This is the post I post days before, and I loss the account and registered another one
I am trying to modify the imageDenosing class in CUDA SDK, I need to repeat the filter many time incase to capture the time. But my code doesn't work properly.
//start
__global__ void F1D(TColor *image,int imageW,int imageH, TColor *buffer)
{
const int ix = blockDim.x * blockIdx.x + threadIdx.x;
const int iy = blockDim.y * blockIdx.y + threadIdx.y;
if(iy != 0 && iy < imageH-1 && ix < imageW)
{
float4 fresult = get_color(image[imageW * iy + ix]);
float4 fresult4 = get_color(image[imageW * (iy+1) + ix]);
float4 fresult5 = get_color(image[imageW * (iy-1) + ix]);
float4 fresult7;
fresult7.x = fresult.x*0.5+fresult4.x*.25+fresult5.x*.25;
fresult7.y = fresult.y*0.5+fresult4.y*.25+fresult5.y*.25;
fresult7.z = fresult.z*0.5+fresult4.z*.25+fresult5.z*.25;
buffer[imageW * iy + ix] =
make_color(fresult7.x,fresult7.y,fresult7.z,0);
}
image[imageW * iy + ix] = buffer[imageW * iy + ix];
//should be use cudaMemcpy, But it fails
}
//extern
extern "C" void
cuda_F1D(TColor *dst, int imageW, int imageH)
{
dim3 threads(BLOCKDIM_X, BLOCKDIM_Y);
dim3 grid(iDivUp(imageW, BLOCKDIM_X), iDivUp(imageH, BLOCKDIM_Y));
Copy<<<grid, threads>>>(dst, imageW, imageH);
size_t size = imageW*imageH*sizeof(TColor);
TColor *host =(TColor*) malloc(size);
TColor *dst2;
//TColor *dst3;
//TColor *d = new TColor(imageW*imageH*sizeof(TColor));
dim3 threads2(imageW,1);
dim3 grid2(iDivUp(imageW, imageW), iDivUp(imageH, 1));
for(int i = 0;i<1;i++)
{
cudaMalloc( (void **)&dst2, size);
cudaMemcpy(dst2, dst, imageW*imageH*sizeof(TColor),cudaMemcpyHostToDevice);
F1D<<<grid2, threads2>>>(dst, imageW, imageH,dst2);
cudaFree(dst2);
}
}
This code works, but cant synchronise the array of image. and lead to many synchronise problem.
Here is my task question
Lab Class Description:
In this assignment, you will have to implement a small CUDA program for image processing. You may want to re-use the Image denoising visual studio project available with the CUDA SDK.

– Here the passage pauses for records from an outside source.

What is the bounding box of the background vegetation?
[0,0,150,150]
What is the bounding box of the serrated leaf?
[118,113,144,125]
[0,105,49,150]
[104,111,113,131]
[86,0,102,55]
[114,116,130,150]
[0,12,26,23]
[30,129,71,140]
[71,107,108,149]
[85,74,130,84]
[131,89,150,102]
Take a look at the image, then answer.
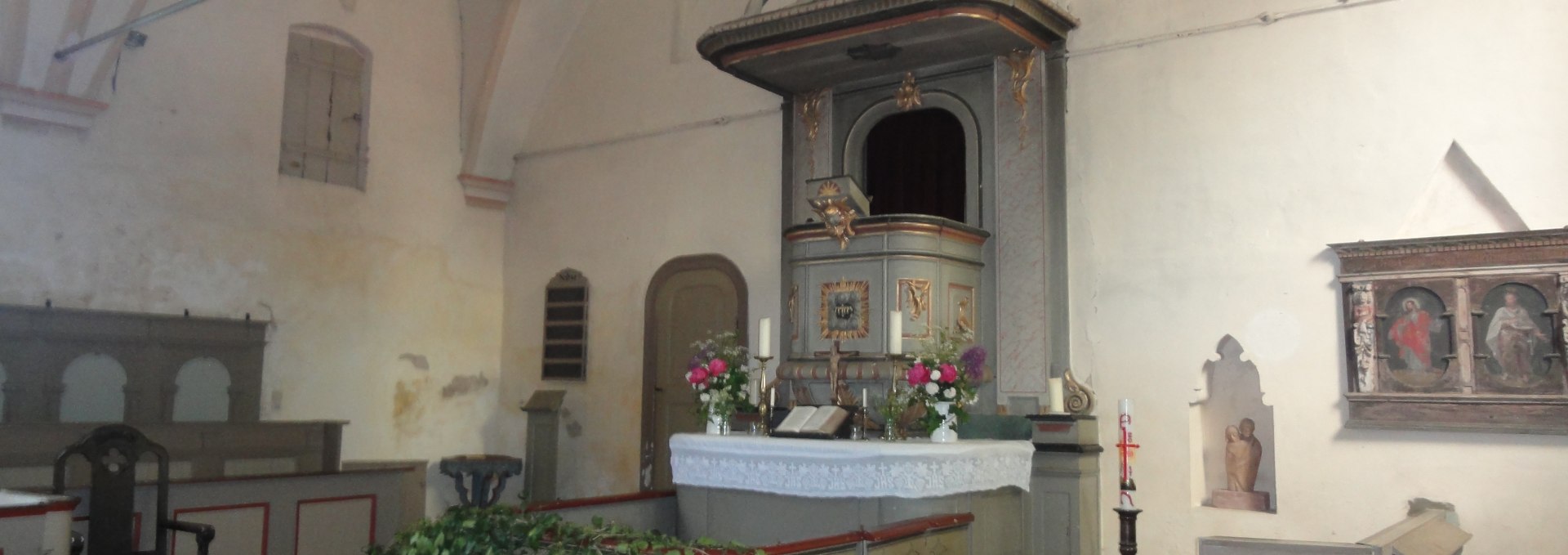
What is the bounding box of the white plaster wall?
[0,0,501,517]
[1068,0,1568,553]
[501,2,782,499]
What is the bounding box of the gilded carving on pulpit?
[817,279,872,338]
[1477,284,1552,387]
[795,87,828,177]
[947,284,977,334]
[789,284,800,340]
[811,181,856,251]
[898,278,931,338]
[1005,48,1035,141]
[1062,369,1094,415]
[892,72,920,111]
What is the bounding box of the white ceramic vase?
[931,401,958,444]
[707,412,729,436]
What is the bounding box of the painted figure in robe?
[1388,298,1442,370]
[1486,289,1546,379]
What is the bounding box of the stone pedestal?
[1209,489,1268,512]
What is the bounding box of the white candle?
[888,311,903,354]
[757,318,773,357]
[1046,378,1068,414]
[1116,398,1138,509]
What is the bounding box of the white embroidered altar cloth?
[670,434,1035,497]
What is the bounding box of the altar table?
[670,434,1035,553]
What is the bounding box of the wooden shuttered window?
[278,29,367,190]
[541,268,588,379]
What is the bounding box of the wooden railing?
[0,420,346,488]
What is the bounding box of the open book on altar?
[773,405,856,439]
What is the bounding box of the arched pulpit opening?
[864,108,968,221]
[60,353,126,422]
[172,357,230,422]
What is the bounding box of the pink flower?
[908,362,931,386]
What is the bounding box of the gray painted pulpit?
[522,389,566,504]
[693,0,1099,553]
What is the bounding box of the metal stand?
[1115,508,1143,555]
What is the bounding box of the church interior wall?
[501,2,782,499]
[0,0,1568,553]
[1067,0,1568,553]
[0,0,501,517]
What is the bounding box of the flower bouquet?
[905,328,987,444]
[687,331,757,434]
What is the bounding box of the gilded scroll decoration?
[817,279,872,338]
[789,284,800,340]
[795,89,828,177]
[1005,48,1035,141]
[947,284,975,334]
[898,278,931,321]
[809,181,856,251]
[1350,282,1377,392]
[892,72,920,111]
[898,278,931,338]
[1062,369,1094,414]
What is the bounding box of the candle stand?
[1115,507,1143,555]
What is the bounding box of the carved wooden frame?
[1330,229,1568,434]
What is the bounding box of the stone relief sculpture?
[1350,282,1377,392]
[1193,335,1278,512]
[1225,418,1264,492]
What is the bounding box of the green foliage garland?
[365,505,765,555]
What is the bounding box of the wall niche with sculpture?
[1331,229,1568,434]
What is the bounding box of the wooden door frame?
[637,254,751,490]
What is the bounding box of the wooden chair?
[55,425,216,555]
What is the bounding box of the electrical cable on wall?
[1046,0,1394,60]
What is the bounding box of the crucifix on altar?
[813,338,861,405]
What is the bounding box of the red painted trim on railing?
[0,497,82,519]
[523,489,676,512]
[175,502,273,555]
[762,531,866,555]
[295,494,376,555]
[859,512,975,542]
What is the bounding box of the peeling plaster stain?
[392,378,430,434]
[397,353,430,370]
[442,373,489,398]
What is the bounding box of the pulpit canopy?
[696,0,1077,94]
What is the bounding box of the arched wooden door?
[638,254,746,489]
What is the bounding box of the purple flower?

Question 1 Write a CUDA kernel that applies the following 1D filtering kernel to the image [0.25 0.5 0.25] (Similar to the previous CW). Measure how much time it takes using a CUDA timer. For that, you may want to repeat the filtering n times so that your measurement is accurate enough.
Thus I finished the filtering kernel part and time measure. But the looping N times fails. The result blurs out and when i becomes larger the image black out.